The breakers tripping whenever all were on at the same time.
My mother carted in the turkey -
lukewarm from the forty-five-minute drive,
it crowded the splintered plywood countertop
as we served ourselves with dollar-store china.
Dinner tasted the same as it always had,
but with a strange, new texture.
Resting in our mouths like concrete.
The radiators kicked on;
the dining room smelled like burning dust.
The walls caked with rotting-pumpkin yellow paint,
the fading sunlight of the evening whispered through ripped blinds.

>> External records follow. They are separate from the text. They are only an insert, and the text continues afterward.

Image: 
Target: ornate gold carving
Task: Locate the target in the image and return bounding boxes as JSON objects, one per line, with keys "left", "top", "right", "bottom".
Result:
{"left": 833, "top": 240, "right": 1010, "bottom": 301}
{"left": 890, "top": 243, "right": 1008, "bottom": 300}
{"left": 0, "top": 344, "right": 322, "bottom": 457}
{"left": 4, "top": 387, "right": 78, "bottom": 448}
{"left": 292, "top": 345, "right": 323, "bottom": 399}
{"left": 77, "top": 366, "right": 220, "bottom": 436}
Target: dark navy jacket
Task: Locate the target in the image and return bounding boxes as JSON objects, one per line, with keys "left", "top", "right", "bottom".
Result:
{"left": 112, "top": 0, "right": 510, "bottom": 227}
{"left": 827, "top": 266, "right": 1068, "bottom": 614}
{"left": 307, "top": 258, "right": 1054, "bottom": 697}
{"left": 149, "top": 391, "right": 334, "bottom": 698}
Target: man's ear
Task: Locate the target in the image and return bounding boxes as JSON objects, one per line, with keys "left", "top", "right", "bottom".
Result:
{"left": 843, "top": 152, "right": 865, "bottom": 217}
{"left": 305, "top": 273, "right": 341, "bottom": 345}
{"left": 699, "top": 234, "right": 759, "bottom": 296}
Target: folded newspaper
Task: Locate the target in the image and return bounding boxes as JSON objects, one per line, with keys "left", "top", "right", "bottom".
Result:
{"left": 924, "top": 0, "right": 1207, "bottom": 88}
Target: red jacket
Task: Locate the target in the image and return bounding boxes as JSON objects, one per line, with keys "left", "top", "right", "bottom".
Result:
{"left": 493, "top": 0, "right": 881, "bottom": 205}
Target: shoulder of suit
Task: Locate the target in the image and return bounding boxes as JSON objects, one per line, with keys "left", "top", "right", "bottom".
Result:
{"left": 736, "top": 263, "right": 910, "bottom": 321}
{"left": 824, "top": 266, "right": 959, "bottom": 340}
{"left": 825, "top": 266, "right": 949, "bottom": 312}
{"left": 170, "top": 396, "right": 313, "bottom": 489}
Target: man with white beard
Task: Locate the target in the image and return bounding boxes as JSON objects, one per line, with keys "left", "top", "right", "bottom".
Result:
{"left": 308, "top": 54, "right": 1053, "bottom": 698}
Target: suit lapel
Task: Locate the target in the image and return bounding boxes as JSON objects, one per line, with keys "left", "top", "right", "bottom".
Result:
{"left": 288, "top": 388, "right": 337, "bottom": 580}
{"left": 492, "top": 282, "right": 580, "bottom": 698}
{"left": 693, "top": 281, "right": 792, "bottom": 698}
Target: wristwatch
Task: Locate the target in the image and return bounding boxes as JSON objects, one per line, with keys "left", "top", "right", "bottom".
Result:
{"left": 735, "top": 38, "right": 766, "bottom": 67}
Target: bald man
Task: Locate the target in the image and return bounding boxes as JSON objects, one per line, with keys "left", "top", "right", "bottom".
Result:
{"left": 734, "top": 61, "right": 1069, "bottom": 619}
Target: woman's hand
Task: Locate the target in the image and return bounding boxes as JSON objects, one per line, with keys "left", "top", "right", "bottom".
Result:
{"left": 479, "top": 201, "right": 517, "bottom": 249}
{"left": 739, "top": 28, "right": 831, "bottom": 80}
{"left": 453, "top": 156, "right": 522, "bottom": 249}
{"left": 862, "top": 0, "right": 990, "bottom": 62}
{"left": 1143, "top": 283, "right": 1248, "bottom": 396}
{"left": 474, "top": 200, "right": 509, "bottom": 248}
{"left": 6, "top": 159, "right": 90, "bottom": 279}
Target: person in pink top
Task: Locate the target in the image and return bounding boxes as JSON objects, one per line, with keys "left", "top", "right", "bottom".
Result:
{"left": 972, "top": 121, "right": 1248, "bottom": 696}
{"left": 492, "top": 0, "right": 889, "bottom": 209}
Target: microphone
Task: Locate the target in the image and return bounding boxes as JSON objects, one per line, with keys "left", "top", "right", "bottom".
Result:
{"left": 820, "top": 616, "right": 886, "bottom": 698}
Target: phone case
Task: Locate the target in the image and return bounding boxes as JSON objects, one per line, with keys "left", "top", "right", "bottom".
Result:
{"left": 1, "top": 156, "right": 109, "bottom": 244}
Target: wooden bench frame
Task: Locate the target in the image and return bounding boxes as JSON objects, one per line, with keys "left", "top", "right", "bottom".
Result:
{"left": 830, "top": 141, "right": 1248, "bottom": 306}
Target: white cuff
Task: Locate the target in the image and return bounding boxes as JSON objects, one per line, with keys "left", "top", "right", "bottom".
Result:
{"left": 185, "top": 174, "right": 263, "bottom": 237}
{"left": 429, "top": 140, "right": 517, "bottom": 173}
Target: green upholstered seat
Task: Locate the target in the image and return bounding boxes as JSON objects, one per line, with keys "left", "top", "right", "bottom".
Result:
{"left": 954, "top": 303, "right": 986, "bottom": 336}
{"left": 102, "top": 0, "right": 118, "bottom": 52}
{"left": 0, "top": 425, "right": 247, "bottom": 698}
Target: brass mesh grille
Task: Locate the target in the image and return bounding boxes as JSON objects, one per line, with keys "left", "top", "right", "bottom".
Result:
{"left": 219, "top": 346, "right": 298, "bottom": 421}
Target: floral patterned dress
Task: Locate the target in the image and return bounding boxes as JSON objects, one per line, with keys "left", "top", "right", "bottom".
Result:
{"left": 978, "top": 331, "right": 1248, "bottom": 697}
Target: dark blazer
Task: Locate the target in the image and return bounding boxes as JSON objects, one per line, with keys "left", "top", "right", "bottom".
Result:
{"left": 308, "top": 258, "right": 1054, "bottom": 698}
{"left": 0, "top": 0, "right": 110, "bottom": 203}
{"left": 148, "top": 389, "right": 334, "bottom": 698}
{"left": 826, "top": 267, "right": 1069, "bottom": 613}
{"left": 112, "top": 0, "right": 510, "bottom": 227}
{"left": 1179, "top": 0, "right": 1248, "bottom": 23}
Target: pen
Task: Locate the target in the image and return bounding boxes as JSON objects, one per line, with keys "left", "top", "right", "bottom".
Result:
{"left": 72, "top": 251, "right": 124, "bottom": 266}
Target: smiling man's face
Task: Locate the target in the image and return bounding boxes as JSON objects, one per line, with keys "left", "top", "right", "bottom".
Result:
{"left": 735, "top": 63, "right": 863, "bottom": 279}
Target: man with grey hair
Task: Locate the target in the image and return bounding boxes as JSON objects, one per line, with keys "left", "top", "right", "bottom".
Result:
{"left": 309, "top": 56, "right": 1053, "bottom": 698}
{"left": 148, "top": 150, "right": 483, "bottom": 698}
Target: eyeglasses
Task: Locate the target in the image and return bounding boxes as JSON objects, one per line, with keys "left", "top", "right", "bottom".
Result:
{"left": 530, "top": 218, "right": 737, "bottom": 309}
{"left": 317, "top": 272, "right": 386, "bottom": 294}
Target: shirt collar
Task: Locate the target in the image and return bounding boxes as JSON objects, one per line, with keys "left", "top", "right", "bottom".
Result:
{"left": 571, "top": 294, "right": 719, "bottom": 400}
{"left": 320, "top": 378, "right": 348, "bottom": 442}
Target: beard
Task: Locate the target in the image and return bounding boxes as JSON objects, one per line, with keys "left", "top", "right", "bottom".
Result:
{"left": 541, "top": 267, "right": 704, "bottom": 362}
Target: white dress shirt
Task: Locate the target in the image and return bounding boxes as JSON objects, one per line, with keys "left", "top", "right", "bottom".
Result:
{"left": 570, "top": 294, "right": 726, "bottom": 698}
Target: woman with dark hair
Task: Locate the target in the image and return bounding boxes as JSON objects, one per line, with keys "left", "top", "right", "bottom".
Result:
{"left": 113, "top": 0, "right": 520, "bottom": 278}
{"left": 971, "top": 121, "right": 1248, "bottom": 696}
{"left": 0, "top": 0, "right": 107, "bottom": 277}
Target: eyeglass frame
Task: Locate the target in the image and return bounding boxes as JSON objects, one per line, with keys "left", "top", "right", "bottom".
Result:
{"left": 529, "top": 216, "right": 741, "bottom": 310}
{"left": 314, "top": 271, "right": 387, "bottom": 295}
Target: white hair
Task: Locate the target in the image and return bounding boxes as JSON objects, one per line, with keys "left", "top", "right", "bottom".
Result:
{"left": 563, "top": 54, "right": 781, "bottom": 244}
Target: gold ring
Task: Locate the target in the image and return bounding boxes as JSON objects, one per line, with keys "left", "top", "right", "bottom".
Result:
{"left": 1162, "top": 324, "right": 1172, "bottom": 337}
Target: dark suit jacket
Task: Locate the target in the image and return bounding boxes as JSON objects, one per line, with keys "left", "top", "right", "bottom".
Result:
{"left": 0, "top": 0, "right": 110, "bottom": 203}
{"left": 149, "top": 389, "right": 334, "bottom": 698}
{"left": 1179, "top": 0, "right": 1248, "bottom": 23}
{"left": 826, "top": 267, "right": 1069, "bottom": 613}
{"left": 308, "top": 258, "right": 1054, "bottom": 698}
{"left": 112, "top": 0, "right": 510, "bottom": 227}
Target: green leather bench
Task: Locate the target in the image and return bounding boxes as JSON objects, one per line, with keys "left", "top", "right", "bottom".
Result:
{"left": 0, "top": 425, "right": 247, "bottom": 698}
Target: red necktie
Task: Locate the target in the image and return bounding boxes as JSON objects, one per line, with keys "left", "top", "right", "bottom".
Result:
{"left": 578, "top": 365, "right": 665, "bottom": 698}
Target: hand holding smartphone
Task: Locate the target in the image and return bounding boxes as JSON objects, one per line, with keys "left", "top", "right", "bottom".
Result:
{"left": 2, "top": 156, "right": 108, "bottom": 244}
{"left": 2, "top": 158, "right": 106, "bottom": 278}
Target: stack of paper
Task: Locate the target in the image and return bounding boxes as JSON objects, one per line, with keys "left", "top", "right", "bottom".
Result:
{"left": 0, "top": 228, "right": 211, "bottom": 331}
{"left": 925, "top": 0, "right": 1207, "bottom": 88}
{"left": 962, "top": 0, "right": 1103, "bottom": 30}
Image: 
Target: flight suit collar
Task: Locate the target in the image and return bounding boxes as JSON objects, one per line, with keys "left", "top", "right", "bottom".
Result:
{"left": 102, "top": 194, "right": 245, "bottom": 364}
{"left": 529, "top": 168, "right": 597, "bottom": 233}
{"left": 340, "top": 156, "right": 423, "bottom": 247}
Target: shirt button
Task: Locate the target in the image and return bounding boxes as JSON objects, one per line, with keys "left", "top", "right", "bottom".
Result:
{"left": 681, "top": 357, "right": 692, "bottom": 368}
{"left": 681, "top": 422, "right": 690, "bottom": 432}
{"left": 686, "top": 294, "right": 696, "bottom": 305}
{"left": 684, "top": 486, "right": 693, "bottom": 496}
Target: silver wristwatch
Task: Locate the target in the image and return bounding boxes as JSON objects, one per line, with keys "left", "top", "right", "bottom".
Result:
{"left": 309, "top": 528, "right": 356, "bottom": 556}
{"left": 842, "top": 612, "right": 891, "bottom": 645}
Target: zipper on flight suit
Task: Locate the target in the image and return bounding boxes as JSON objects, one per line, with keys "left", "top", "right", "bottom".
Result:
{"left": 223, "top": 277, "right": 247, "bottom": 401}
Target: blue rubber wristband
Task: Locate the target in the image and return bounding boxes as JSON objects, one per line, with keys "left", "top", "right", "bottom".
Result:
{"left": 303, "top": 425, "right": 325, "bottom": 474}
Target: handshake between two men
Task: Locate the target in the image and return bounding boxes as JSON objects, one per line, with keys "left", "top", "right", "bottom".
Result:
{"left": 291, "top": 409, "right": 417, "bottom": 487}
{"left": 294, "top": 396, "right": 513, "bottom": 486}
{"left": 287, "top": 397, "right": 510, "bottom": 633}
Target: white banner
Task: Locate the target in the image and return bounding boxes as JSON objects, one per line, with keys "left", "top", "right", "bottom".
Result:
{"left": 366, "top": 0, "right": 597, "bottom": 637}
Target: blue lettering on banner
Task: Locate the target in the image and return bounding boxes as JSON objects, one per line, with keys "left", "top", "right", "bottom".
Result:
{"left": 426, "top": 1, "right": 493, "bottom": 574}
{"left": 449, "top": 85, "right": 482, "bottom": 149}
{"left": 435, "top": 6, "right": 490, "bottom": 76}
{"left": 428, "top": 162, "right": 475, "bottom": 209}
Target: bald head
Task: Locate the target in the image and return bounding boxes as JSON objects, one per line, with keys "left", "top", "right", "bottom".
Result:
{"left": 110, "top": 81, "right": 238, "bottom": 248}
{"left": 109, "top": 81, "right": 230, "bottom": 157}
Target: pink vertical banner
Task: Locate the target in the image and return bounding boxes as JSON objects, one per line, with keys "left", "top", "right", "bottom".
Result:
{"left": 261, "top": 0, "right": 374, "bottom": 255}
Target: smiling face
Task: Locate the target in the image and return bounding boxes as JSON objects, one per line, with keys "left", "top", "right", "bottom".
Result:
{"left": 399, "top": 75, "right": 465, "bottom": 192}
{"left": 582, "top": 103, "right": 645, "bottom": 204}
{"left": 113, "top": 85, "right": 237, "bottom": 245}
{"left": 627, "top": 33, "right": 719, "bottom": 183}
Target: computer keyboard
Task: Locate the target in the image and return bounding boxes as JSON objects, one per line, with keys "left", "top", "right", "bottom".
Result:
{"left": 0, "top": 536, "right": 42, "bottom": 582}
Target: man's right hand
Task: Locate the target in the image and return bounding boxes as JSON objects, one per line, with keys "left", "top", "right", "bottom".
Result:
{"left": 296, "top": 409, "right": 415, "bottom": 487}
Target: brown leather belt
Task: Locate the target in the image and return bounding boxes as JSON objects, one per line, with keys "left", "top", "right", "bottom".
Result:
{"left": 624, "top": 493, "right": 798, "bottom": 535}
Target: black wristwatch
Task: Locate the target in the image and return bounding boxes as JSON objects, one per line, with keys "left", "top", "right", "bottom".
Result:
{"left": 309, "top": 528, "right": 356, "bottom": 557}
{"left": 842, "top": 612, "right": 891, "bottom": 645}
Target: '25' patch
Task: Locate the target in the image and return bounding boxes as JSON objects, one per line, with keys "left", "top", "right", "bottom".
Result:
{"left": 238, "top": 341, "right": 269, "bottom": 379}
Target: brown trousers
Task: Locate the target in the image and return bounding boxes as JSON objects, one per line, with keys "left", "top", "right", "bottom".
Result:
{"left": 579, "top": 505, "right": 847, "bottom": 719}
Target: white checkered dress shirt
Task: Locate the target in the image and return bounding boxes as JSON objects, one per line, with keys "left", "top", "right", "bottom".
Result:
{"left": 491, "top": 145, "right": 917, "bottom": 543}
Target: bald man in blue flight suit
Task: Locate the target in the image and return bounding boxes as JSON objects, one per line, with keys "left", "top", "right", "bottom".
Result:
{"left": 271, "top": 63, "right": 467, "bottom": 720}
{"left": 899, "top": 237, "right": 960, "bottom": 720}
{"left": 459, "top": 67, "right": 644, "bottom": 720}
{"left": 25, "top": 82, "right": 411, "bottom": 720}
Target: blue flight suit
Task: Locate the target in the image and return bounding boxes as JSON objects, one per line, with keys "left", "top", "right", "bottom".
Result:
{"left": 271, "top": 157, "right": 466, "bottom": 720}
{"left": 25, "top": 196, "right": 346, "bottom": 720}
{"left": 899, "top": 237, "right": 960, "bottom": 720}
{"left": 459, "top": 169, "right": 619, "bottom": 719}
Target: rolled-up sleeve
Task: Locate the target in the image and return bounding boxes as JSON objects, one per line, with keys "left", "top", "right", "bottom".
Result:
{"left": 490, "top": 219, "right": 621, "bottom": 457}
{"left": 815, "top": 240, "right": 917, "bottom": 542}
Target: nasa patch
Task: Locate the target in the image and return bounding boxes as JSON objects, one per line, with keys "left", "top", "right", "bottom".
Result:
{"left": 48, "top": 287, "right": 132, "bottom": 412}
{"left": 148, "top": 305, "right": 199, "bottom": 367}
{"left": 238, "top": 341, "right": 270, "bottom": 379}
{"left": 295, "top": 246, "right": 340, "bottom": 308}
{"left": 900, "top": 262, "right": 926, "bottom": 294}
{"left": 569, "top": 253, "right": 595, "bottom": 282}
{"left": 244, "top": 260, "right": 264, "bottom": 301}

Gathered as a family of just four for the first time,
the conversation was stilted, words on an ocean.
We struck an uncertain balance,
the wound too heavy to invite into the room.
I said to myself:
This is how it will be, new, forever.
Fourth of July, 2020
All summer I listen to Highway 90,
the vein running past my house
that offers up the only constant reminder of life,
people in the cars hurling past at 60, 70, 80 miles per hour
headed somewhere –
where have they gone?
The first holiday to make me miss holidays,
drinking in my backyard alone
on the same lawn where twelve months before,
friends and family sang old songs and ate sugar sweet watermelon
and the police officer neighbor tossed cans of Busch Light
to his German Shepherd.
The dog, athletic and crazed, leaping to
catch the can out of the air, rolling to the ground
and licking at the punctures.
The friends and family look on,
some in delight, some in horror –
where have they gone?
Eventually I spill onto the overpass,
palms pressed against the chain link fencing.
The sky is finally dark, the warmth lingers.
Hundreds of fireworks displays dot the skies
stretching east and west along that long strip of highway,
each attended by their own crowd of spectators,
faceless beneath the treeline.
Megan Zawilinski is a writer and therapist living in Cleveland, OH. She is currently pursuing an AA in Studio Art at Tri-C Community College.